2. | Other Information Included in the General Disclosure Package |
None.
Schedule B-1
ANNEX I
Final Term Sheet
Filed Pursuant to Rule 433
Registration Statement No. 333-270834
November 12, 2024
Otis Worldwide Corporation
$600,000,000 5.125% Notes due 2031
Issuer: | Otis Worldwide Corporation |
Offering Format: | SEC Registered |
Title of Securities: | 5.125% Notes due 2031 (the “Notes”) |
Trade Date: | November 12, 2024 |
Settlement Date*: | November 19, 2024 (T+5) |
Expected Ratings (Moody’s / S&P)**: | Baa1 / BBB |
Principal Amount: | $600,000,000 |
Maturity Date: | November 19, 2031 |
Interest Payment Dates: | May 19 and November 19 of each year, beginning on May 19, 2025 |
Benchmark Treasury: | 4.125% UST due October 31, 2031 |
Benchmark Treasury Price/Yield: | 98-161/8 / 4.376% |
Spread to Benchmark Treasury: | +75 basis points |
Yield to Maturity: | 5.126% |
Price to Public: | 99.994% of the principal amount |
Coupon: | 5.125% |
Day Count Convention: | 30/360 |
Underwriting Discount: | 0.625% |
Make-Whole Call: | At any time and from time to time, prior to September 19, 2031, Treasury Rate plus 15 basis points |
Par Call: | On or after September 19, 2031 (two months prior to the maturity date of the Notes) |
Change of Control Offer: | 101% |
Minimum Denominations: | $2,000 x $1,000 |
Net Proceeds (before expenses): | $596,214,000 |
Joint Book-Running Managers: | HSBC Securities (USA) Inc. J.P. Morgan Securities LLC Morgan Stanley & Co. LLC SMBC Nikko Securities America, Inc. BofA Securities, Inc. Citigroup Global Markets Inc. Goldman Sachs & Co. LLC |
Senior Co-Managers: | Barclays Capital Inc. BNP Paribas Securities Corp. Commerz Markets LLC Deutsche Bank Securities Inc. Intesa Sanpaolo IMI Securities Corp. Loop Capital Markets LLC Santander US Capital Markets LLC SG Americas Securities, LLC UniCredit Capital Markets LLC |
Co-Managers: | Academy Securities, Inc. ICBC Standard Bank Plc Westpac Capital Markets LLC |
CUSIP / ISIN: | 68902VAR8 / US68902VAR87 |
* Settlement Period: The closing will occur on November 19, 2024, which will be more than one business day after the date of this pricing term sheet. Rule 15c6-1 under the Securities Exchange Act of 1934 generally requires that securities trades in the secondary market settle in one business day, unless the parties to a trade expressly agree otherwise.
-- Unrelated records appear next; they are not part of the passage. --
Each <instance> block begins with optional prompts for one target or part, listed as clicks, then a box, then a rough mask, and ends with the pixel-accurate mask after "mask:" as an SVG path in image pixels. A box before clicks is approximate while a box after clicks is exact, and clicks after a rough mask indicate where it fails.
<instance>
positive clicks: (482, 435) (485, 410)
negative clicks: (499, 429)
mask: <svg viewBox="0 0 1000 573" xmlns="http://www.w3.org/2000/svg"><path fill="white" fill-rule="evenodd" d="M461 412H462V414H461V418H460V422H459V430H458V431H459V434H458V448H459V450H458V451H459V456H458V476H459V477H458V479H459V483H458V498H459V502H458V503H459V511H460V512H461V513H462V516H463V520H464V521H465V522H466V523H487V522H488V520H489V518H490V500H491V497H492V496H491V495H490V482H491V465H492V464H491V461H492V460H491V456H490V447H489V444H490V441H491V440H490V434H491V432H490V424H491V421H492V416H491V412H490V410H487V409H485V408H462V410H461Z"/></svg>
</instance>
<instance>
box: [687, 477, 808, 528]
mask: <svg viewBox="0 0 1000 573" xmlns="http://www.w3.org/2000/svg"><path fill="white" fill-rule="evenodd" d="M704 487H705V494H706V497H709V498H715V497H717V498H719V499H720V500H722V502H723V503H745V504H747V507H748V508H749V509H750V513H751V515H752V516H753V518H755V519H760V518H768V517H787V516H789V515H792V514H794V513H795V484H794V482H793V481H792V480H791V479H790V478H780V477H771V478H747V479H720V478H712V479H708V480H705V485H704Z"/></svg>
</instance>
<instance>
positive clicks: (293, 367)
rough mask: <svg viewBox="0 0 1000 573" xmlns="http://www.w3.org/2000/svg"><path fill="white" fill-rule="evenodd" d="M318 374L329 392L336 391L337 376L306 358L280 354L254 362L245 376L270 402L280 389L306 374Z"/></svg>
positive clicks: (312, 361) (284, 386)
** Note: A securities rating is not a recommendation to buy, sell or hold securities and may be subject to revision or withdrawal at any time.
The Issuer has filed a Registration Statement (File No. 333-270834), including a prospectus dated March 24, 2023 and a preliminary prospectus supplement dated November 12, 2024, with the U.S. Securities and Exchange Commission (the “SEC”) for the offering to which this communication relates. Before you invest, you should read the prospectus in that Registration Statement, the preliminary prospectus supplement for the offering to which this communication relates and other documents the Issuer has filed with the SEC for more complete information about the Issuer and this offering. You may get these documents for free by visiting the SEC’s website at www.sec.gov. Alternatively, any underwriter or any dealer participating in the offering will arrange to send you the prospectus and the prospectus supplement if you request them by calling: HSBC Securities (USA) Inc. at 1-866-811- 8049; J.P. Morgan Securities LLC at 1 ###-###-####; Morgan Stanley & Co. LLC at ###-###-#### or SMBC Nikko Securities America, Inc. at ###-###-####. You are advised to obtain a copy of the prospectus and related prospectus supplement for the offering to which this communication relates and to carefully review the information contained or incorporated by reference therein before making any investment decision.
Any disclaimer or other notice that may appear below is not applicable to this communication and should be disregarded. Such disclaimer or notice was automatically generated as a result of this communication being sent by Bloomberg or another email system.